# Problem L

Ticket Completed?

Many are familiar with the board game Ticket To Ride^{1} where players compete to build a
railway empire, claiming routes between cities. The game
consists of a map of cities and various rail segments each
connecting two adjacent cities.

A key way to score points towards winning the game is to
complete *Destination Tickets*. Each
ticket specifies two distinct cities. A player earns the points
that are indicated on the ticket if they have claimed one or
more rail segments that form a path connecting the two
cities.

There is one ticket for each distinct unordered pair of cities. In our version of the game, each player is randomly given a ticket and they have an equal probability of receiving any ticket. Given a list of rail segments you have already claimed, determine the probability you earn points from the ticket you are given.

## Input

The first line of input contains two integers $N$ ($2 \leq N \leq 10^5$), which is the number of cities, and $M$ ($0 \leq M \leq 10^6$), which is the number of rail segments you have claimed.
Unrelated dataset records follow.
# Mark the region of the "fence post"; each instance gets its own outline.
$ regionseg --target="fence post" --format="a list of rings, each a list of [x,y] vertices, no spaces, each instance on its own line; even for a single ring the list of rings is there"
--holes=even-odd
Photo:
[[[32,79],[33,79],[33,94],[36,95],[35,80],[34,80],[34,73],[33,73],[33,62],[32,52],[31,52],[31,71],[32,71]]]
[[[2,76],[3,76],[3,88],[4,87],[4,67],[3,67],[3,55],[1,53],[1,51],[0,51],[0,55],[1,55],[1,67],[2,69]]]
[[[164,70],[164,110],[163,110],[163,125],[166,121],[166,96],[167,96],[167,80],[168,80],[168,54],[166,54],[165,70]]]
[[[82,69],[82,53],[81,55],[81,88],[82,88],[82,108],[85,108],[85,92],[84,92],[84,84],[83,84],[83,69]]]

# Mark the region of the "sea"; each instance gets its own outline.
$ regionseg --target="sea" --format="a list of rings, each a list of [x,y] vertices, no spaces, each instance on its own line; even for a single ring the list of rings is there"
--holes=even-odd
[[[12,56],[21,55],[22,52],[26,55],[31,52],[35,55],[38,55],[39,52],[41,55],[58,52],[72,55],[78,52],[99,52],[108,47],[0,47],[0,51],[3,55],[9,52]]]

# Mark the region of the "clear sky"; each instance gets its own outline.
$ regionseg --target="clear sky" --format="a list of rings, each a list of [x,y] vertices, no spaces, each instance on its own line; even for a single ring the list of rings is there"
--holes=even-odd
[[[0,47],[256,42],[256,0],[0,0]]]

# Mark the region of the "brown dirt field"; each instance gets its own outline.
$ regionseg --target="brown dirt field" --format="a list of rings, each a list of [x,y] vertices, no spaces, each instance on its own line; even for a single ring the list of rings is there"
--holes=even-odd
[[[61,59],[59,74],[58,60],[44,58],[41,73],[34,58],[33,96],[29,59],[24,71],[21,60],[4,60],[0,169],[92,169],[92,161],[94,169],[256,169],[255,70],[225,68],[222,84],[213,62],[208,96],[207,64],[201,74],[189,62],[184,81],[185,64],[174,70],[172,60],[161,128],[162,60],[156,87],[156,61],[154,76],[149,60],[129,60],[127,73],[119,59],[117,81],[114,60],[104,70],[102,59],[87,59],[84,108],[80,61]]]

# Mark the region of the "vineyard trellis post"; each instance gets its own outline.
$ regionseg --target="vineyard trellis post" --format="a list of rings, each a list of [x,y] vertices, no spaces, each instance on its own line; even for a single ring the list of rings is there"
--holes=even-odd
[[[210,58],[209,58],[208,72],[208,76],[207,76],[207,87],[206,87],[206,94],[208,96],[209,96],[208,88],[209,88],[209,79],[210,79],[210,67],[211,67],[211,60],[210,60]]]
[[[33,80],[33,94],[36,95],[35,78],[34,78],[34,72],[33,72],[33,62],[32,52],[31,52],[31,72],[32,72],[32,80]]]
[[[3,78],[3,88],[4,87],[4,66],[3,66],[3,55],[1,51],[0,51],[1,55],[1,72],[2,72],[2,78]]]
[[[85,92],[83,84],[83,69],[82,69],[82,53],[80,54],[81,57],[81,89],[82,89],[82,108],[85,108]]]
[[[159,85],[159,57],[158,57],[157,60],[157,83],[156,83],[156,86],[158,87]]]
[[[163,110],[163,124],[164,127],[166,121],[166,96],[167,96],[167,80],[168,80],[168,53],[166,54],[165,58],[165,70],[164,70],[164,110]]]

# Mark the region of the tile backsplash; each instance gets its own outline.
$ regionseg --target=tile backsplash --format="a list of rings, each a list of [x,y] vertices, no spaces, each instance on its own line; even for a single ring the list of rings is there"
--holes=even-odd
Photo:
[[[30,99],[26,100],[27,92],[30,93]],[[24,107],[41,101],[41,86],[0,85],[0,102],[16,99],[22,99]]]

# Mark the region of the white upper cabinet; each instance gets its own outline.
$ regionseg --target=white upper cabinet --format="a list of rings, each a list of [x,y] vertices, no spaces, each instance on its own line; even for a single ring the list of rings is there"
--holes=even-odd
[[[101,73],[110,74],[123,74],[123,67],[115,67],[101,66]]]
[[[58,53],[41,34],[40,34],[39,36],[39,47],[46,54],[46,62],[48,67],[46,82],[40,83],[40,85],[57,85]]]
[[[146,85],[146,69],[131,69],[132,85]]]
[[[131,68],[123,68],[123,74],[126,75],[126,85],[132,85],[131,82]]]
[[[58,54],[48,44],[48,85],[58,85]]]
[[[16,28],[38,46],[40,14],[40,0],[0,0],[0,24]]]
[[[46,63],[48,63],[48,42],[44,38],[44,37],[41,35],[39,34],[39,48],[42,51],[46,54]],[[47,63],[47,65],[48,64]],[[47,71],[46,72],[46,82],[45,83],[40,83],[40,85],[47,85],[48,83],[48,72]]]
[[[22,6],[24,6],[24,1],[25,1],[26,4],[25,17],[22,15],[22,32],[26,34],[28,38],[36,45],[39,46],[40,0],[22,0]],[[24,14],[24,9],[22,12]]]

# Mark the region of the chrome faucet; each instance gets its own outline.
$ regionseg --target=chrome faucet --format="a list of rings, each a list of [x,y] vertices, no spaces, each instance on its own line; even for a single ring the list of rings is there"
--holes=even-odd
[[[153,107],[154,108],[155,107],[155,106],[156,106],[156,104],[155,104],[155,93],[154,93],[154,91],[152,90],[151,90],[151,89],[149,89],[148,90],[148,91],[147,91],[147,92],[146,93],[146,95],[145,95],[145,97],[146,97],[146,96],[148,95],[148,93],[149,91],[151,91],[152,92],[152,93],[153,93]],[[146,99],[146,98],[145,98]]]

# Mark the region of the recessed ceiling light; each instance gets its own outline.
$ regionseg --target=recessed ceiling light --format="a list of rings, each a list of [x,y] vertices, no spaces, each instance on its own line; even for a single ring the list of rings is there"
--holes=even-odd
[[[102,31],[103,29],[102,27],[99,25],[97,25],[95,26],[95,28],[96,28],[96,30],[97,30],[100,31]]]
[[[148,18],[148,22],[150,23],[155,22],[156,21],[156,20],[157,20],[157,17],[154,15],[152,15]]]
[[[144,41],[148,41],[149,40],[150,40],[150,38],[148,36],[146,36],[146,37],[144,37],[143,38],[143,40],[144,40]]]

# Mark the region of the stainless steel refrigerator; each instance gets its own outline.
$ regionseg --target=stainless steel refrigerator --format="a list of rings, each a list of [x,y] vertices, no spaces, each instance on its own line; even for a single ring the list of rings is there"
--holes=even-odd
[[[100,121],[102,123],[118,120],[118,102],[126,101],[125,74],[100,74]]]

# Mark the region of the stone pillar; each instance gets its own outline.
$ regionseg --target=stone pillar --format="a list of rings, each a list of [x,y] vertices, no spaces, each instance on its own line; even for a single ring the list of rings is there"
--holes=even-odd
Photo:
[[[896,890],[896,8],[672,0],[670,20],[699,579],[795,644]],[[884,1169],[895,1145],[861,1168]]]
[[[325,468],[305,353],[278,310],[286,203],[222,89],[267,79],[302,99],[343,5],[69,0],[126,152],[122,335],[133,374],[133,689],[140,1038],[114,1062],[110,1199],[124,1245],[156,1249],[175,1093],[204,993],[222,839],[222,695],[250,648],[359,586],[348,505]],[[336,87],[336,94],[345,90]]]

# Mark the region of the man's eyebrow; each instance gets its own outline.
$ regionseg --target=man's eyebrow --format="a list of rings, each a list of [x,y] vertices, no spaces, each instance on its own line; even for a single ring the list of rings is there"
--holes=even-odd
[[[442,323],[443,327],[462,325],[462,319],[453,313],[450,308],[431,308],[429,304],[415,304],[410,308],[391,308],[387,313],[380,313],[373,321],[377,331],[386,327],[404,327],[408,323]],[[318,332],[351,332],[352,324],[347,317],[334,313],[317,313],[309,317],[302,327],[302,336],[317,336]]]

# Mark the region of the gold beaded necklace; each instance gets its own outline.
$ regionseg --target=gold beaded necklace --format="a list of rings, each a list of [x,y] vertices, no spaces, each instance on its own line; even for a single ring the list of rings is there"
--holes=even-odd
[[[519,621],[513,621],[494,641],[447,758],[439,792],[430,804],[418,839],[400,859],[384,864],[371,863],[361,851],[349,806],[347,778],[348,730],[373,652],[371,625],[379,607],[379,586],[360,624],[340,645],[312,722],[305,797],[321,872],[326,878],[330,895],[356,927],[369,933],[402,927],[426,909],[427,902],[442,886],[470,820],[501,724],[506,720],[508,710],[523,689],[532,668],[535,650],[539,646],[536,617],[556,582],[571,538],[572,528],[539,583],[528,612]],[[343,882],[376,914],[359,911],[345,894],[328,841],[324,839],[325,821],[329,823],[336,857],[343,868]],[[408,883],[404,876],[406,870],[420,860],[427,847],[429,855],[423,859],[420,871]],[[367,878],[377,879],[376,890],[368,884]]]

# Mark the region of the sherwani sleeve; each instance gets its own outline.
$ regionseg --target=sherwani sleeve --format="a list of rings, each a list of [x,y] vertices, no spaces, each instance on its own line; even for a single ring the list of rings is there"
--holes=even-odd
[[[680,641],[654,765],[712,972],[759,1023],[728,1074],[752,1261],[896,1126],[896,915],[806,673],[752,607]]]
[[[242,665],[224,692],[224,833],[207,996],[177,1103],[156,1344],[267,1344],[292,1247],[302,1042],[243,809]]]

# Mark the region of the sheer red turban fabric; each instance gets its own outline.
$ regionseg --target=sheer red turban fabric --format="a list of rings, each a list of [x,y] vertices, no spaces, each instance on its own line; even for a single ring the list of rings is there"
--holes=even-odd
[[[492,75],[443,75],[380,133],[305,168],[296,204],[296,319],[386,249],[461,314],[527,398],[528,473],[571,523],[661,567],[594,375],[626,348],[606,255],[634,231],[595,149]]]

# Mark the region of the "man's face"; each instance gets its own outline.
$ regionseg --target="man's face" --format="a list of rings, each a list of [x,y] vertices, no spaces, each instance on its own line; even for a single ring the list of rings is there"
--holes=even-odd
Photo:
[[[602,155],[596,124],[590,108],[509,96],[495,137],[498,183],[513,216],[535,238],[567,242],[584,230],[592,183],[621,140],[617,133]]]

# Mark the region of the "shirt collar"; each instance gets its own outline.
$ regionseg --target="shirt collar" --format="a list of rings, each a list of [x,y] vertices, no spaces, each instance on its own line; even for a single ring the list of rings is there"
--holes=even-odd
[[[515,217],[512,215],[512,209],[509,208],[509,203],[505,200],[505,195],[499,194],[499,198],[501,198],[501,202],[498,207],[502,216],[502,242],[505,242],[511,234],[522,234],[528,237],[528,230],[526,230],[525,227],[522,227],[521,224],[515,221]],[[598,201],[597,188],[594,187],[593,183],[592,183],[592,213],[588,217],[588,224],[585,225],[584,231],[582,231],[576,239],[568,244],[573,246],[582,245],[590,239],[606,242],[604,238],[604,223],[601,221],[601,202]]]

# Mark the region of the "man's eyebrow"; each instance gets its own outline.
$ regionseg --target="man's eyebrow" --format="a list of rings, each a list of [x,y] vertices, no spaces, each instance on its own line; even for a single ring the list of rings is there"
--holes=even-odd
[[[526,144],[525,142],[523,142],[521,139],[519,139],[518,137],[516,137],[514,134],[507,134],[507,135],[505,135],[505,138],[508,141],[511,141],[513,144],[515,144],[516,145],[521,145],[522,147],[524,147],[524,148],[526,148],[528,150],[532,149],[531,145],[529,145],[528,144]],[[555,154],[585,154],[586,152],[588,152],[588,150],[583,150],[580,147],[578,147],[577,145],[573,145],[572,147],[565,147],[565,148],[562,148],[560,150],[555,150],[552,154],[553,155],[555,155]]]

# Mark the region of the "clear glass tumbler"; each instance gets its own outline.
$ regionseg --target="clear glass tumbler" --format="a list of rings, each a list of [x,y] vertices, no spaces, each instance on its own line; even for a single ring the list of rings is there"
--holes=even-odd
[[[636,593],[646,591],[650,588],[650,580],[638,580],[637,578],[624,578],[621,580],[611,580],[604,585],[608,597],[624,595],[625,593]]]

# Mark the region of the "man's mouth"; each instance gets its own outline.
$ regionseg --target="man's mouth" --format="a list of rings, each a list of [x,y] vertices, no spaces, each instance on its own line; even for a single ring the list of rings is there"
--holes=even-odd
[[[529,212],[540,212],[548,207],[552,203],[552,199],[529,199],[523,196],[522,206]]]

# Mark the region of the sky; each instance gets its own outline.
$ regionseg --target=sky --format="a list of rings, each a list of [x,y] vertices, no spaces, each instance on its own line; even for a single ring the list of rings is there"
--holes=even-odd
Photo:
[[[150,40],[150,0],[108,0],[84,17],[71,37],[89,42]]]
The next $M$ lines describe your claimed rail segments. Each line contains two distinct integers $i$ ($1 \leq i \leq N$) and $j$ ($1 \leq j \leq N$), which are the cities that this rail segment connects.

## Output

Display the probability you earn points from the ticket you are given.

Your answer should have an absolute error of at most $10^{-6}$.

Sample Input 1 | Sample Output 1 |
---|---|

4 2 1 2 3 4 |
0.33333333333333333333 |

Sample Input 2 | Sample Output 2 |
---|---|

5 4 1 5 2 3 2 4 3 4 |
0.4 |

Sample Input 3 | Sample Output 3 |
---|---|

7 5 1 2 2 3 3 4 5 6 6 7 |
0.42857142857142857143 |

**Footnotes**

- Ticket To Ride is copyrighted by Days of Wonder, Inc.